Baxter Troutman is a Winter Haven, Florida citrus grower, businessman, and Republican politician who served as the representative for District 66 in the House of Representatives of the U.S. state of Florida. He was first elected to the Florida House in 2002, and was re-elected to three more successive terms. He served as vice chair of the Committee on Environmental Protection and the Environment & Natural Resources Council.

Representative Troutman was born in Lake Wales, Florida on November 25, 1966. He received an Associate of Arts degree from South Florida Community College in 1990 and a Bachelor of Science degree from Florida Southern College in 1994. He is the director of the Alico corporation, a Florida company dealing in farm goods. He was married to Rebecca Carney, to whom he proposed on the House floor in March 2008. He is the grandson of Florida citrus and cattle magnate Ben Hill Griffin, Jr., who at one time was one of the wealthiest people in the world. He is also the cousin of Florida State Senator J.D. Alexander, with whom he is often in disagreement.
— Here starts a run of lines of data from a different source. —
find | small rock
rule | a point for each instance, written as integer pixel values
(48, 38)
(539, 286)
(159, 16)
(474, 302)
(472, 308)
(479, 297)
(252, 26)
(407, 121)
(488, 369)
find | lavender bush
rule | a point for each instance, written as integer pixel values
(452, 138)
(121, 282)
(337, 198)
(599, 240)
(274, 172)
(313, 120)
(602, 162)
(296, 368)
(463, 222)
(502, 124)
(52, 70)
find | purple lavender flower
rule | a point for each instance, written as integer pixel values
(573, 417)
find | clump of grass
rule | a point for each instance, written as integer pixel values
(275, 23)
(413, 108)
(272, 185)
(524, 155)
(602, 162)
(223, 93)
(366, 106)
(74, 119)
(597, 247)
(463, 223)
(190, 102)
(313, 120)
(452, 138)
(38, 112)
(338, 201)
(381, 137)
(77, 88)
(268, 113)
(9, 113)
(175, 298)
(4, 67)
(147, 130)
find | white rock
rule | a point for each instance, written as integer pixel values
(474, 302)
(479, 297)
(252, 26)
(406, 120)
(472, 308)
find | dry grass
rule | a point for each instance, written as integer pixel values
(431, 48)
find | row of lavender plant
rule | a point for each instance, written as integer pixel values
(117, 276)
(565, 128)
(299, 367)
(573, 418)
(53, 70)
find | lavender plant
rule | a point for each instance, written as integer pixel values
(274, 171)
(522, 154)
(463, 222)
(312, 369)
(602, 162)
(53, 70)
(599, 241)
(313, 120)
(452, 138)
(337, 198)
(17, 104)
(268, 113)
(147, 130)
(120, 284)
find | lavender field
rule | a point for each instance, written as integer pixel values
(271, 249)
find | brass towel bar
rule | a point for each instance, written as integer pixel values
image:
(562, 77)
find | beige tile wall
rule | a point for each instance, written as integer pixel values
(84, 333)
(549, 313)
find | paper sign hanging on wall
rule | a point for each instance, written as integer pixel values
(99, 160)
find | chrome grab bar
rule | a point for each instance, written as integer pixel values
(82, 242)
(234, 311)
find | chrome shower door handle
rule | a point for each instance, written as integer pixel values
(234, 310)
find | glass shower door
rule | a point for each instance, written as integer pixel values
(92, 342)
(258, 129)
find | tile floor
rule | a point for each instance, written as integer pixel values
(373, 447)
In 2008 Troutman authored a bill intended to make it harder for copper thieves to sell to scrap dealers. The bill required scrap metal sellers to fill out an identification form and required scrap dealers to hold on to material for seven days before selling it. After a 2009 disagreement with Senate president Mike Haridopolos, the Senate Sergeant temporarily removed Troutman's "Senate floor privileges".

In 2017, Troutman filed to run for the open seat of Florida Commissioner of Agriculture for the 2018 election.